Smart device makers could be forced to follow new security rules in a bid to protect people from the threat of hackers.
The Government plans would make manufacturers use unique passwords on all internet-connected devices out of the box, instead of one default password.
They will also have to ensure that these passwords are not resettable to any universal factory setting.
It comes as more people turn to smart technology and the Internet of Things (IoT) around the home, ranging from digital assistant speakers to smart toys.
Smart speakers alone are now present in around one in five UK households in the UK, according to an Ofcom report last year, an increase of 7% from 2018.
“We want to make the UK the safest place to be online, with pro-innovation regulation that breeds confidence in modern technology,” said Digital Minister Matt Warman.

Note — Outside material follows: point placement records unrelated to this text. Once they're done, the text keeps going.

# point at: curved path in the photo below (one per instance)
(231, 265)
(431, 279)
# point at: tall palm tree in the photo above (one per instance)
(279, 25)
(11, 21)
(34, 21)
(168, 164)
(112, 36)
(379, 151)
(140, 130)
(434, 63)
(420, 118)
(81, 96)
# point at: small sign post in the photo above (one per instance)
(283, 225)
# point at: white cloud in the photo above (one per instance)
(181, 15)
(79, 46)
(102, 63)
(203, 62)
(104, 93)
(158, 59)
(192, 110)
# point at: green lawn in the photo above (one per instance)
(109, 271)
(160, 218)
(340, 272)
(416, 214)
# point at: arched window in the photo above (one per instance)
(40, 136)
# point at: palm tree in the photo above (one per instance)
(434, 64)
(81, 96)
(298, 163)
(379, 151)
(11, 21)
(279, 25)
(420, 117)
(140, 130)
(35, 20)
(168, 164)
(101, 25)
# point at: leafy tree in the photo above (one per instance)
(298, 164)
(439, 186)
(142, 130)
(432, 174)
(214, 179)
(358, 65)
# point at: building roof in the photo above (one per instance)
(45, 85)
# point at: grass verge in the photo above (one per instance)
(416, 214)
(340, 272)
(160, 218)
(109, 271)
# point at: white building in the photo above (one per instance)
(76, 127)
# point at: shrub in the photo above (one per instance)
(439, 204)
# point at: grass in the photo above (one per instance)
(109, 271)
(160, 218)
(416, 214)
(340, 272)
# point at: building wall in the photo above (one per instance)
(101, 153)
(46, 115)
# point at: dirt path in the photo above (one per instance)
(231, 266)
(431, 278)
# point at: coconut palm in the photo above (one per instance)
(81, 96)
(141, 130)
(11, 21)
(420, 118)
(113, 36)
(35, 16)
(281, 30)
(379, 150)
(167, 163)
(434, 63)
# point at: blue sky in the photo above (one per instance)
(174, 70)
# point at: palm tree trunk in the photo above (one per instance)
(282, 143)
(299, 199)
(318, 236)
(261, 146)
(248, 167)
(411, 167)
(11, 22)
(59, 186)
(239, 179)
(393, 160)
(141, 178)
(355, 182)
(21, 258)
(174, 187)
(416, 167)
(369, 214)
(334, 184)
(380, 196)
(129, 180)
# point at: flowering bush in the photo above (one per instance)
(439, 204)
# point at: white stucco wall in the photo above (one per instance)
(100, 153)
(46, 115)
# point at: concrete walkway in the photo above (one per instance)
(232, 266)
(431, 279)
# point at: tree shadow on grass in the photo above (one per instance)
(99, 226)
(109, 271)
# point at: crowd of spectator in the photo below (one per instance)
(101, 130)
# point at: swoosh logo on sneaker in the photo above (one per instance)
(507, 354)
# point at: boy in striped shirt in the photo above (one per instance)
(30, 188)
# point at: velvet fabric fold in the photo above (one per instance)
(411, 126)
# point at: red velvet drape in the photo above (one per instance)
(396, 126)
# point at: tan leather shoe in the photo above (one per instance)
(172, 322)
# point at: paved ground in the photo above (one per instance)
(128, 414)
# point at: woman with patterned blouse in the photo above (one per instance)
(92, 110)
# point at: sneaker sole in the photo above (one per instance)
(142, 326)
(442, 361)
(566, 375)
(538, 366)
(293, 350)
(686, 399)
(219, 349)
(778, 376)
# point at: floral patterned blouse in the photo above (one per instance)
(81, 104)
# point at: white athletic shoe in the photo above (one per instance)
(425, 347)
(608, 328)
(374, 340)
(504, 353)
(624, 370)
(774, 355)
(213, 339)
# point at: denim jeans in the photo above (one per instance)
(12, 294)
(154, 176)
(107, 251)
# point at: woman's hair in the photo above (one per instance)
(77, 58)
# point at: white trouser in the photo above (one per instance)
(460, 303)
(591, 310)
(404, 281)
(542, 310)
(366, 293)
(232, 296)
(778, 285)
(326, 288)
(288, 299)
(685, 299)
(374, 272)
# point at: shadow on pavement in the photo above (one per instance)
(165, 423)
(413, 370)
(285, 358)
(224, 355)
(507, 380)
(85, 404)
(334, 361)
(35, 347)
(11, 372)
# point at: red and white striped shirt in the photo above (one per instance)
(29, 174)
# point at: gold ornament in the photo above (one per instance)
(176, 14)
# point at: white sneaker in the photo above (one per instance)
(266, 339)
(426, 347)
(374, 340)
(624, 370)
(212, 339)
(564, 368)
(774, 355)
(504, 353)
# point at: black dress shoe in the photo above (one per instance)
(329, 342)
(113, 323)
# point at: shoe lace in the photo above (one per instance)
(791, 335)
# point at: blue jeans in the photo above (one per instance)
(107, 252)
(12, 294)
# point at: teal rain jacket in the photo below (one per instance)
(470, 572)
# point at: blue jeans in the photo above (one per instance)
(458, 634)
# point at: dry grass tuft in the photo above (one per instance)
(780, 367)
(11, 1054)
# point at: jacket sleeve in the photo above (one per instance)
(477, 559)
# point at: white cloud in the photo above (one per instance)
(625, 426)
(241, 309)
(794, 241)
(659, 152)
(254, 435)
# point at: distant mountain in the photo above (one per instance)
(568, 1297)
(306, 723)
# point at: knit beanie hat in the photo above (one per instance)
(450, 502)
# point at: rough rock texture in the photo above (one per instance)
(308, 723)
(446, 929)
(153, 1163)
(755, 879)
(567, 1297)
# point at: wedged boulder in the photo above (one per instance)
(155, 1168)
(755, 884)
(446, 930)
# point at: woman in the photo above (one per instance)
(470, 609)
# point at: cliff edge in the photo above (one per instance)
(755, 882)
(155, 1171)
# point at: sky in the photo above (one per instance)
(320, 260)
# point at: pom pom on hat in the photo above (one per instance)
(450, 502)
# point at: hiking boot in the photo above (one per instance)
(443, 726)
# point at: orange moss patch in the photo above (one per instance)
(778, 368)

“Our new law will hold firms manufacturing and selling internet-connected devices to account and stop hackers threatening people’s privacy and safety.
“It will mean robust security standards are built in from the design stage and not bolted on as an afterthought.”
The rules will force device makers to provide a public point of contact so anyone can report a vulnerability and compel companies to act on issues in a timely manner.
Manufacturers will also be expected to make clear the minimum length of time the device will receive security updates, at the point of sale.
Following a consultation on the measures, the Government aims to deliver legislation “as soon as possible”.
The National Cyber Security Centre (NCSC), which helped develop the plans in conjunction with the Department for Digital, Culture, Media and Sport (DCMS) and the business industry, said the move will provide buyers with “increased peace of mind”.
“Smart technology is increasingly central to the way we live our lives, so the development of this legislation to ensure that we are better protected is hugely welcomed,” said Nicola Hudson, policy and communications director at the NCSC.
“It will give shoppers increased peace of mind that the technology they are bringing into their homes is safe, and that issues such as pre-set passwords and sudden discontinuation of security updates are a thing of the past.”
Given the global nature of smart device production, the Government says it will need to work with international partners to ensure that the guidelines drive a consistent, global approach to security.
Caroline Normand, director of advocacy at the Which? consumer group, said: “Which?’s product testing has exposed serious security flaws with a number of products that fail the most basic of security tests, including wireless cameras and popular children’s smart toys, so regulation of mandatory security requirements must be a critical first step.
“Strong enforcement will be essential, and manufacturers, online marketplaces and retailers must be held accountable in order to prevent security-risk products ending up in people’s homes.”